Foto di Jennifer Lorenzini / Reuters

Sostiene il piano del gabinetto per rilasciare la nuova collaborazione su larga scala. Il ministro della Pubblica Amministrazione Brunetta (uno degli eredi di Casas) ha detto che saranno creati 110.000 posti di lavoro governativi in ​​tutta Italia nel tentativo di trasformare radicalmente la pubblica amministrazione. Se vuoi farlo meglio e coinvolgere più giovani, non devi sottovalutare l’esperienza lavorativa del governo, dice Bori. “Solo in questo modo si può davvero innovare”.

Ciò che deve cambiare, secondo lui, è il potere dei sindacati all’interno delle agenzie governative.

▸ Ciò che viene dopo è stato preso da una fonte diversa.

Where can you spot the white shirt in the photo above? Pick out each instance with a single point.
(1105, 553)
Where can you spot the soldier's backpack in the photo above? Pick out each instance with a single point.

Durante la sua permanenza all’INPS, i sindacati si sono divisi tra loro le posizioni di vertice non in base al merito ma in base alla dimensione relativa dei sindacati. “Bloccano la selezione in base al merito, ma guardano solo all’età e all’anzianità. Devi essere un membro del sindacato per fare carriera comunque”.

Bori dice che il più grande cambiamento che l’Italia può fare è migliorare la pubblica amministrazione. “Comparativamente, non deve costare così tanto per aumentare le sue prestazioni. Questo sarà un vero stimolo per l’Italia a crescere di nuovo. Solo così miliardi di fondi di riscatto possono essere utilizzati in modo ottimale. ”

Con meno scartoffie, Chlorinda deve isolare la sua casa.